Elle a rencontré les femmes de l’ombre. Dalila Kerchouche, journaliste à Madame Figaro, nous livre le récit de son enquête menée au cœur des services secrets français. Une mission délicate au lendemain des attentats de Charlie Hebdo, des rencontres mystérieuses, mais une expérience unique et fascinante. Elle met ainsi en lumière la vie de quelques femmes plongées dans un milieu confiné : la DGSE. Dalila Kerchouche, fille de harkis, a une sensibilité particulière pour les histoires vouées au silence. Dès lors, elle se promet d’en parler à travers le journalisme.

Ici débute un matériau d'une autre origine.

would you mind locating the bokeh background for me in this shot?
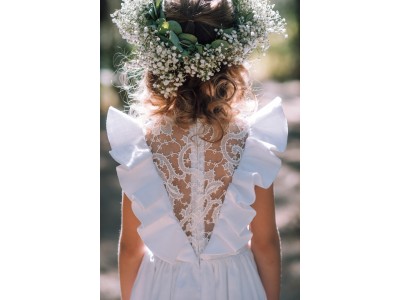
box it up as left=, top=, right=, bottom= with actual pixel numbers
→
left=100, top=0, right=299, bottom=299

Elle choisit de forcer le destin en se faisant d’abord embaucher à l’Express auprès de Marcel Gonin, le rédacteur en chef de l’époque. Elle y rencontre de nombreux journalistes d’investigation, des enquêteurs… une élite qui lui semble alors inaccessible, mais qu’elle ne tardera pas à rejoindre. Dis ans plus tard, elle rejoint Madame Figaro au service société. Elle se laisse fasciner par les missions de terrain et la diversité de reportages. Elle garde ainsi sa curiosité de journaliste intacte.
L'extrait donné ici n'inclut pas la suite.